# EU Unveils Ambitious African Infrastructure Project



## hkskyline (Sep 13, 2002)

*EU unveils ambitious African infrastructure project *

BRUSSELS, July 13, 2006 (AFP) - The European Commission unveiled Thursday an ambitious multi-billion-euro infrastructure package to improve transportation, energy supplies and access to clean water throughout Africa. 

With a budget of 5.6 billion euros (7.1 billion dollars) from 2008-2013, the package will help complete transport corridors to widen access to goods and ease the movement of people, as well as improve road and rail safety. 

It will meet priorities set by Africans themselves -- via the African Union and the New Partnership for Africa's Development (NEPAD) -- like developing access to sustainable and affordable energy sources. 

Part will also go to provide clean water for some of the estimated 300 million Africans who are going without, while further funds will buy computers and improve communications in the health, education and government sectors. 

Unveiling the package, Humanitarian Aid Commissioner Louis Michel said it "will allow Africa to build the infrastructure that is so crucial for a real economic boost." 

"Connecting Africa is essential for its economic growth, trade, regional integration and fight against poverty," he said, adding that it would also ease aid efforts in the future. 

"If we don't have an infrastructure backbone, we won't be able to deal with all the other problems confronting Africa," he told reporters. 

Among the individual projects are the Filou hydroelectric scheme which would generate electricity for Senegal, Mali and Mauritania, and completing a highway running from Lagos in western Africa to Mombasa on the east coast. 

The commission hopes that by focusing on infrastructure projects useful to numerous African states it will be able to improve trade and regional integration, thereby boosting security.


----------



## Verso (Jun 5, 2006)

I recommend connecting Africa with RAILWAYS first.


----------



## FREKI (Sep 27, 2005)

Good to see my tax-dollars at work - but this time make sure it's given to people who has plans - and not just places where it disapear over and over again without any explanations


----------



## SE9 (Apr 26, 2005)

Whoa... a Lagos to Mombasa highway... thats major!


----------



## koolkid (Apr 17, 2006)

Mr_Denmark said:


> Good to see my tax-dollars at work - but this time make sure it's givento people who has plans - andnot just places where i disapear over and over again without any explanations


Good Job buddy! 
Im proud of you... kay:

-koolkid


----------



## SuperDog (Feb 2, 2005)

Would be nice to see the USA do the same for poorer regions of Latin America to help stem illegal immigration.


----------



## koolkid (Apr 17, 2006)

SuperDog said:


> Would be nice to see the USA do the same for poorer regions of Latin America to help stem illegal immigration.


Haaa!!! Thats a good one...
:lol:


----------



## elgoyo (Jun 29, 2006)

If the USA would take its border patrol budget and the money needed build a barrier in the USA-MEX border, and use it for infrastructure and social programs in southern Mexico and Central America, it would money well spent.

I can assure you that that would stop more people from crossing the border than just simply hunting them down and puting up a fence.


----------



## Xusein (Sep 27, 2005)

...and of course, because of the anarchy, Somalia will have no part in this...

That highway from Mombasa to Lagos will take YEARS to build...though.


----------



## Gatis (Sep 22, 2003)

Highway here most likely means just a normal two lane road, not sixlane road with separated directions.


----------



## matthewcs (Dec 1, 2005)

It's good to see people fixing the cause of problems, rather than throwing a Bandaid on the problem itself (Illegal immigration).


----------



## samsonyuen (Sep 23, 2003)

If the US were to do something similar in Latin America, I'm sure some people would say it's their way neocolonialism or something like that.


----------



## desirous (Jun 10, 2006)

SuperDog said:


> Would be nice to see the USA do the same for poorer regions of Latin America to help stem illegal immigration.


Building transport infrastructure would make them get here faster. 

Just kidding.

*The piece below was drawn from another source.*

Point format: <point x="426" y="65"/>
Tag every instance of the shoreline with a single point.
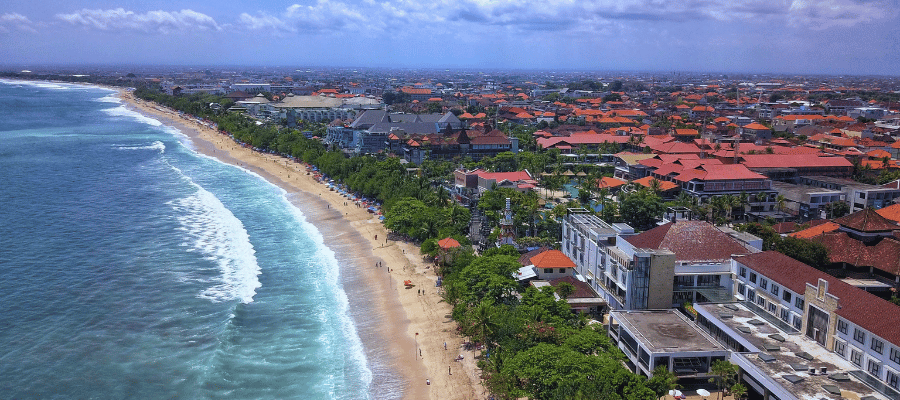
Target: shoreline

Helping Latin American countries would be a laudable goal.


----------



## Jean Luc (Mar 23, 2006)

I just hope that the money doesn't dissappear into Swiss bank accounts...


----------



## hkskyline (Sep 13, 2002)

*Africa needs infrastructure boost - Cameroon's PM *

YAOUNDE, Nov 23 (Reuters) - Africa must overcome its lack of infrastructure, expand farming and brighten its investment climate in order to tackle poverty and realise its growth potential, Cameroon's prime minister said on Thursday. 

The countries of the world's poorest continent must work together to win the massive financing needed for infrastructure investments, Ephraim Inoni said at a meeting of African economy and finance ministers. 

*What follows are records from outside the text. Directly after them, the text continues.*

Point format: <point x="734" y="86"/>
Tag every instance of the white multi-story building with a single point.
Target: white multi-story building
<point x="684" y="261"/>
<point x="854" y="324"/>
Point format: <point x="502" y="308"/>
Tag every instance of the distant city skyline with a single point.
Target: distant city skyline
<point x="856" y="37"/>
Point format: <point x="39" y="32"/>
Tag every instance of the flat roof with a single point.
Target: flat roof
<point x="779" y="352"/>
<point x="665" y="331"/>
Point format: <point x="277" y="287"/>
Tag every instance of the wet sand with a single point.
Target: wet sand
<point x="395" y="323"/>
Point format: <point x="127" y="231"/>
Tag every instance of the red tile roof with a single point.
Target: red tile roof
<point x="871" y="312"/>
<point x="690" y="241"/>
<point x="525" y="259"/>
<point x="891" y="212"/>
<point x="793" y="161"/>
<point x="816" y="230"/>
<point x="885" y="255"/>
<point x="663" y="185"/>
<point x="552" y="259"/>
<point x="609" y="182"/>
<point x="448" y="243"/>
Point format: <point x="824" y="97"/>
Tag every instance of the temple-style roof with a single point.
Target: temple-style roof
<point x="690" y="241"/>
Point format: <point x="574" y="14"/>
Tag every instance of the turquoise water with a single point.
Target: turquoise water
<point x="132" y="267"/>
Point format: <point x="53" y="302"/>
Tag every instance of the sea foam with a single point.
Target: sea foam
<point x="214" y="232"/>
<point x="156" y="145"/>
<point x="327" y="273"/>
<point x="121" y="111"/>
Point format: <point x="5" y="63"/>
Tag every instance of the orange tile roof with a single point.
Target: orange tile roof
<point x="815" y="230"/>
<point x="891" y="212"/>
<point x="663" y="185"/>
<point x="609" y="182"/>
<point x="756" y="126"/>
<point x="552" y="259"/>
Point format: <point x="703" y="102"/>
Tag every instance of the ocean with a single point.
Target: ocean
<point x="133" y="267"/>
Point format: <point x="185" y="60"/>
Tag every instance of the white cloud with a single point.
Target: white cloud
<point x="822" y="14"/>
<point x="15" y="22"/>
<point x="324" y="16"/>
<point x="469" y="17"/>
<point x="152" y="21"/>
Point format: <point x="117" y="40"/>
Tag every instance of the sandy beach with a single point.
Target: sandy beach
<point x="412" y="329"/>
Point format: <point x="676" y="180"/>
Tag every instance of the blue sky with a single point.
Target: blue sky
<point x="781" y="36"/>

Many African countries, such as the Democratic Republic of Congo, had mineral riches and hydroelectric potential that were underexploited because of the lack of basic infrastructure. 

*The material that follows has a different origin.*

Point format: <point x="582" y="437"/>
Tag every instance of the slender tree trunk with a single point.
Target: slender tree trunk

African leaders say projects to criss-cross the continent with railways and roads would galvanise economic activity. 

"Any effort to release the continent's growth potential and achieve the Millennium Development Goals (MDGs) should first address the acute shortage of infrastructure," Inoni said. 

The so-called Millennium Development Goals aim to halve Africa's poverty by 2015 and combat diseases like malaria. 

The development of agriculture, on which most African's depended, was key to alleviating poverty, Inoni said. 

He also stressed the need to improve Africa's business and regulatory climate to draw more foreign investment, adding Africa must seize the opportunity to unleash its huge economic potential, echoing recent calls made by senior IMF officials. 

"We must press on with our reforms," he said in a public speech before the meeting went into a closed-door session. 

In a visit to Africa earlier this month, the IMF's new deputy head, John Lipsky, urged its governments to build on good growth this year and capitalise on the chance provided by a benign global economy, debt relief and progress with reforms. 

The African Union's Commissioner for Economic Affairs, Maxwell Mkwezalamba, told the meeting in Yaounde on Thursday that Africa's economy grew by 5.1 percent in 2005 and was expected to expand by 5.8 percent in 2006. 

Inflation had declined from 9.1 percent in 2004 to 7.9 percent in 2005 in spite of increases in oil prices, he added. 

"The improved economic performance is, however, lower than the 7 percent required to reduce poverty and to attain the Millennium Development Goals," Mkwezalamba added. 

Inoni urged African governments to react proactively to soaring oil prices by encouraging the use of renewable energies and bio-fuels. 

He hailed progress in recent years in developing intra-African trade, but said it still remained slow. 

Africa still suffered widespread hunger and the highest HIV/AIDS prevalence in the world, he said, citing political conflict, underemployment, corruption, limited direct foreign investment and huge external debt as major brakes to growth.


----------



## sbarn (Mar 19, 2004)

I think the some parts of the U.S. may need infrastructure impovements as badly as the some Latin American countries... 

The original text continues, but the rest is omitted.